Renato Carosone morì a Roma il 20 maggio 2001, all’età di 81 anni, lasciando un’eredità musicale ancora oggi vivissima. La sua figura resta centrale nella storia della canzone italiana non solo per la qualità delle composizioni, ma anche per la capacità di innovare senza mai tradire l’anima popolare di Napoli.
Una delle curiosità più affascinanti riguarda la sua musica: pur essendo profondamente radicato nella tradizione partenopea, Carosone riuscì a creare un linguaggio musicale universale, al punto che in America venne considerato un antesignano del rock ’n’ roll mediterraneo. Altra peculiarità fu il suo atteggiamento ironico e scanzonato, che lo rese amatissimo anche dal pubblico più giovane, in un’epoca in cui la canzone napoletana era spesso percepita come legata al passato.
Oggi Carosone è ricordato come un artista che seppe anticipare i tempi, con una freschezza che rende le sue canzoni ancora attuali. Il suo lascito dimostra come la musica, quando nasce dall’incontro fra radici autentiche e apertura al mondo, possa superare le barriere del tempo e dello spazio.
Dopo la sua scomparsa, la fortuna postuma di Carosone è stata sorprendente. Le sue canzoni sono state riproposte in film, serie televisive e pubblicità, diventando colonna sonora di momenti collettivi e riportandolo costantemente all’attenzione del pubblico. Brani come “Tu vuò fà l’americano” sono stati reinterpretati da artisti internazionali, campionati in brani pop e dance, e hanno trovato nuova vita persino sulle piste da ballo del nuovo millennio. In particolare, la rielaborazione moderna di alcuni suoi motivi ha contribuito a renderlo familiare a una generazione che non lo aveva mai visto esibirsi dal vivo.

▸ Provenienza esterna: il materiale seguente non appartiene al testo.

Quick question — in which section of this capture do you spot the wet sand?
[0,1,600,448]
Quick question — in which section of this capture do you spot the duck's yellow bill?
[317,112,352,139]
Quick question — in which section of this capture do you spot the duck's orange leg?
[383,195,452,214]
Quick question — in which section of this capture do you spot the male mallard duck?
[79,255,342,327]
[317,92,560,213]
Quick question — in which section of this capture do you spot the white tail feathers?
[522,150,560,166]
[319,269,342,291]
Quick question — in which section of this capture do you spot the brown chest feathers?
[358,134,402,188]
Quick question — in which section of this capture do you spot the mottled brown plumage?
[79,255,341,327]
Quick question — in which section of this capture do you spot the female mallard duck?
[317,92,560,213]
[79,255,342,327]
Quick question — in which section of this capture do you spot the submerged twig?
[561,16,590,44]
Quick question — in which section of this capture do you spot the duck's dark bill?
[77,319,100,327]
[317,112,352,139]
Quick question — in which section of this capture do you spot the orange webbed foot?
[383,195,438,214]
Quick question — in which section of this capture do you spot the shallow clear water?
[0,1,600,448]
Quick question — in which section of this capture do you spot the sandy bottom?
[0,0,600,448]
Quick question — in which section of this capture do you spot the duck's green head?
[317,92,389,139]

Il cinema ha avuto un ruolo decisivo in questa riscoperta. Film ambientati a Napoli o legati al dopoguerra italiano hanno spesso scelto le sue canzoni come simbolo di un’epoca in cui la città era vibrante, caotica e aperta al mondo. Allo stesso tempo, festival e rassegne musicali gli hanno dedicato omaggi, mentre numerosi giovani cantautori hanno rivendicato la sua influenza, riconoscendo in Carosone un precursore dell’ibridazione musicale che oggi è la norma.
Così, a più di vent’anni dalla morte, Carosone non è soltanto un ricordo della Napoli del passato, ma una presenza viva e attuale, capace di parlare al presente con la stessa ironia e forza innovativa che lo avevano reso celebre. La sua musica continua a incarnare la leggerezza intelligente, la capacità di raccontare la vita quotidiana con ironia e ritmo, mantenendo intatta la sua energia contagiosa.